Strategy Academy
NEGOTIATION · 7 MIN READ

Difficult Negotiation Situations in a Business Sale: How to Maintain Control

Dr. Adams 2024

A business sale is not a rational transaction — it is a trial of strength. On one side stands the vendor, handing over the work of a lifetime and expecting a fair price. On the other sits an acquirer who brings professional negotiators to the table, knows every step of the process and understands precisely when pressure is most effective. Those who know the typical tactics can counter them — without jeopardising the deal.

The "Last-Minute Price Chip": When the price drops just before signing

One of the most common and insidious negotiation tactics in M&A is the so-called last-minute price chip.
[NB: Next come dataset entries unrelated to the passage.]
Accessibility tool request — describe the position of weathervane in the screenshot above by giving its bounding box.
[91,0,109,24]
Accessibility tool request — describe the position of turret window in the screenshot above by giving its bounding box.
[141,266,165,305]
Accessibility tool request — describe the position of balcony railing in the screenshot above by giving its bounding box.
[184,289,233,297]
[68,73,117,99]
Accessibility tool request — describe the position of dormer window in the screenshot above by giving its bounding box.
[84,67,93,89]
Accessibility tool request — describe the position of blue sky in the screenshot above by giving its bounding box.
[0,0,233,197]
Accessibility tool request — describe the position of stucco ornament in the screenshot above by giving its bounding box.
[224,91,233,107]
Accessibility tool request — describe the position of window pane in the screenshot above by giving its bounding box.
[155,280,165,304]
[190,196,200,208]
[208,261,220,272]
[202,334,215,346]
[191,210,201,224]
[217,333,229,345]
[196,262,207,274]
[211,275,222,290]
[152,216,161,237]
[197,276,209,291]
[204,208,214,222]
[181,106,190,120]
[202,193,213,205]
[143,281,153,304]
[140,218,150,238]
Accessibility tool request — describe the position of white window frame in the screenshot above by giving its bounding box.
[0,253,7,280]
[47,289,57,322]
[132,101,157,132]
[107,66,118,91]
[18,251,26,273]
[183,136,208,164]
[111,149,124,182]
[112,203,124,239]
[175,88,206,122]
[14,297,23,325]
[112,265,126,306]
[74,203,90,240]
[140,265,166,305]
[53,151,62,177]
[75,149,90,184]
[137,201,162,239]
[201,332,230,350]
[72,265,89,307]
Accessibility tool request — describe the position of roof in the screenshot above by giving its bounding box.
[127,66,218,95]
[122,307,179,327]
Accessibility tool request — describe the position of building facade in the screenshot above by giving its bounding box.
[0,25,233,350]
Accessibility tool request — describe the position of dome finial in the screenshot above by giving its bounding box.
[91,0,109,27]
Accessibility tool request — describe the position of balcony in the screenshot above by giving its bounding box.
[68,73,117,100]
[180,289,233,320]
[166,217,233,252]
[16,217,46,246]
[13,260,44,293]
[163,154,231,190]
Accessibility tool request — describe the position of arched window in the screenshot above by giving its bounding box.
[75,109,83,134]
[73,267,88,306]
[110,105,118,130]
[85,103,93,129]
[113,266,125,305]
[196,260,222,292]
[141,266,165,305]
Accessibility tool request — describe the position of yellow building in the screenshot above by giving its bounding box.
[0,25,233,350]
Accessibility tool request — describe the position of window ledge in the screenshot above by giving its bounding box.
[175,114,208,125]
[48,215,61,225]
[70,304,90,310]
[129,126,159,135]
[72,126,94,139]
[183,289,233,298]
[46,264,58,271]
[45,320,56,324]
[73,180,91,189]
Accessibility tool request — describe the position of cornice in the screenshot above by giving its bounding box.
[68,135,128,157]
The pattern is invariably the same: the buyer has completed Due Diligence, the letter of intent has been signed, both parties are on the final straight of contract negotiations — and then, often only days before the scheduled signing, the buyer comes forward with a revised offer.

The justifications vary: unexpected risks identified during Due Diligence, a change in market conditions, internal approval caveats. In reality, the buyer is betting on exhaustion. After months of intensive preparation, grinding negotiations and emotional investment, many vendors are willing to accept a worse outcome simply to bring the process to a close. A typical scenario: shortly before signing, the buyer requests a reassessment of the agreed multiple on the grounds that Due Diligence has uncovered new risks. What sounds like a technical argument is often a deliberate tactic — and can mean a difference of several million euros depending on the size of the business. This is not coincidence. This is calculation.

Those who concede at the finishing line pay the highest price of the entire process.

How to push back: keeping alternative parties in reserve

The most effective counterstrategy is structural in nature and must be put in place long before signing: you need an alternative buyer in reserve. A professionally structured sale process does not run with a single interested party — it keeps at least two to three qualified candidates in play for as long as possible.

Once the buyer knows they do not have exclusive access, the last-minute tactic loses its leverage. The vendor's threat to turn to the next party must be credible — and it is only credible if the vendor genuinely has alternatives. In addition, clear exit options should be contractually prepared in advance: what happens if the buyer attempts to renegotiate? What damages claims arise? Those who establish the rules of engagement in writing significantly reduce the scope for surprises.

In practice, this is borne out: through a controlled competitive bidding process involving multiple strategic acquirers, multiples can be consistently and materially increased — with an identical business, identical substance, identical earnings profile. The difference lies in the process.

The exclusivity trap: why you must place time limits

Prospective buyers regularly request an exclusivity agreement before committing significant resources to Due Diligence. This is understandable — and in principle legitimate. The trap, however, lies in the detail: an open-ended or excessively long exclusivity period strips the vendor of their most important lever.

The recommendation is clear: exclusivity of no more than eight to twelve weeks, with defined milestones and automatic expiry without any renewal mechanism. If the buyer artificially delays the Due Diligence process in order to exploit the exclusivity period, the vendor must retain the ability to reopen the process. This mechanism should be defined in the letter of intent — not after the conflict has already arisen.

Earn-out: opportunities and risks for the vendor

The earn-out is a widely used instrument on the buyer side for bridging valuation gaps. The principle: a portion of the purchase price is not paid immediately upon closing, but instead linked to future financial metrics — typically revenue or EBITDA over two to four years post-closing.

For the vendor, this carries material risks. The vendor relinquishes operational control but remains economically dependent on the decisions of the new owner. If the buyer increases overhead costs or changes pricing policy after closing, EBITDA falls — and with it the earn-out proceeds. Without detailed contractual protections (accounting standards, veto rights over material changes, clear definitions of the calculation basis), an earn-out should in principle be treated with considerable caution.

Accept an earn-out only when the upfront element of the purchase price already represents an attractive value in its own right and the earn-out constitutes an upside component — not a bridge to a fair base valuation.

Professional preparation creates negotiating power

The best negotiating strategy does not begin at the negotiating table — it begins twelve months earlier. Complete, well-organised data rooms eliminate the buyer's informational advantage — and with it one of their most important sources of pressure. When Due Diligence uncovers no unresolved contractual arrangements, no balance sheet adjustments and no structural surprises, the factual basis for subsequent price reductions is removed.

In practical terms, this means: audited financial statements for the last three to five years, clean accounting records, documented client contracts, functioning personnel structures and clear IP ownership. Those who have completed this groundwork negotiate from a position of strength — not from the defensive.

Equally critical is the role of an experienced adviser as a buffer between vendor and buyer. When the business owner sits at the table in person, emotional and commercial interests become intertwined in ways that regularly lead to suboptimal outcomes. The adviser negotiates professionally, without personal exposure — keeping the vendor out of situations in which emotions might otherwise gain the upper hand.